Against the backdrop of Vasyl Lishchuk’s work in Zironka in Starokostiantyniv, things in Velyky Cherniatyn are truly terrible. A kindergarten in Pashkivtsi has been closed and used as a canteen to cook for the farmers working in the fields. We met a group of young women there, one with a baby in her hands, “There’s no one to take care of her at home, so I have to take her along with me everywhere.”
Her friend adds, “My husband has lost his job and registered with the employment bureau. So, I have my own baby-sitter.” Her agronomist husband takes his unemployment hard she says, “Unlike Lishchuk, he is not in a proper mood to teach reading and writing.” Yes, we are living through hard times when even certified specialists find themselves on the dole.
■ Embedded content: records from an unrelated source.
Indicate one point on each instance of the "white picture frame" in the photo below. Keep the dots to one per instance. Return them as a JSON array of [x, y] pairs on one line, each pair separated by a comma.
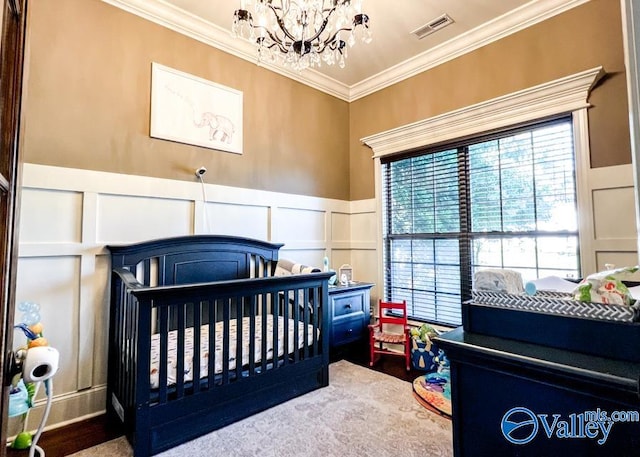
[[345, 274], [191, 110]]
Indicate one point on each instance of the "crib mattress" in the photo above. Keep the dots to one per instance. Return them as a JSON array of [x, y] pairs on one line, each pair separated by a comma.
[[172, 361]]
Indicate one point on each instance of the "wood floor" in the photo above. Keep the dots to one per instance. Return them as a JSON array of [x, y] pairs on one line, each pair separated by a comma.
[[82, 435]]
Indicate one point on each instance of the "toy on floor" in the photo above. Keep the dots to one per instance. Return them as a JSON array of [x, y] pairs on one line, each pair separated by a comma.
[[34, 364]]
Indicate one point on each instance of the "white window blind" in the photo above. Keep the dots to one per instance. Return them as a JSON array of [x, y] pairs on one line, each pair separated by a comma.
[[505, 200]]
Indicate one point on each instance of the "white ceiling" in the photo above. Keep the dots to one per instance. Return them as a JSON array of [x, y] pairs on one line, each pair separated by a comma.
[[393, 55]]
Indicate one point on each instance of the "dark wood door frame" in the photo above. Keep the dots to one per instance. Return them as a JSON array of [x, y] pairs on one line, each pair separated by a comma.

Pashkivtsi village council head Mykola Shevchuk recalled the time when the local kindergarten was funded by the state-run collective farm. With the farm gone, there is no funding left. While founders of new [commercial] farms do not care about the social sector, saying it does not bring any profits. The council’s budget is cash-strapped, a story repeated by other village councils’ officials: of 1745 children in the 3-to-6 age group in the district, 445 attend preschool educational institutions. But the latter figure might be a little exaggerated, they agree.
“Why not organize libraries in villages [like those run by the Bolsheviks in the mostly illiterate Russia where young and old could learn to read and write]?” Halyna Sokirchenko proposes. In a way, we are sorry that we joined this project of Lishchuk, now we are paying a price for this, she says. Incidentally, head of the district education department Felix Slobodian was far from enthusiastic meeting The Day’s correspondent who wanted him to comment on education standards in the area. The obvious message was that had it not been for Lishchuk with his ideas to teach kids to read before they start to speak, there would have been no awkward questions asked about the life of village children. Sadly enough, the situation in other rayons is hardly better, if not worse, perhaps because there is no Zironka and Lishchuk there. The latter is convinced that “in every adult a Mozart has been killed.”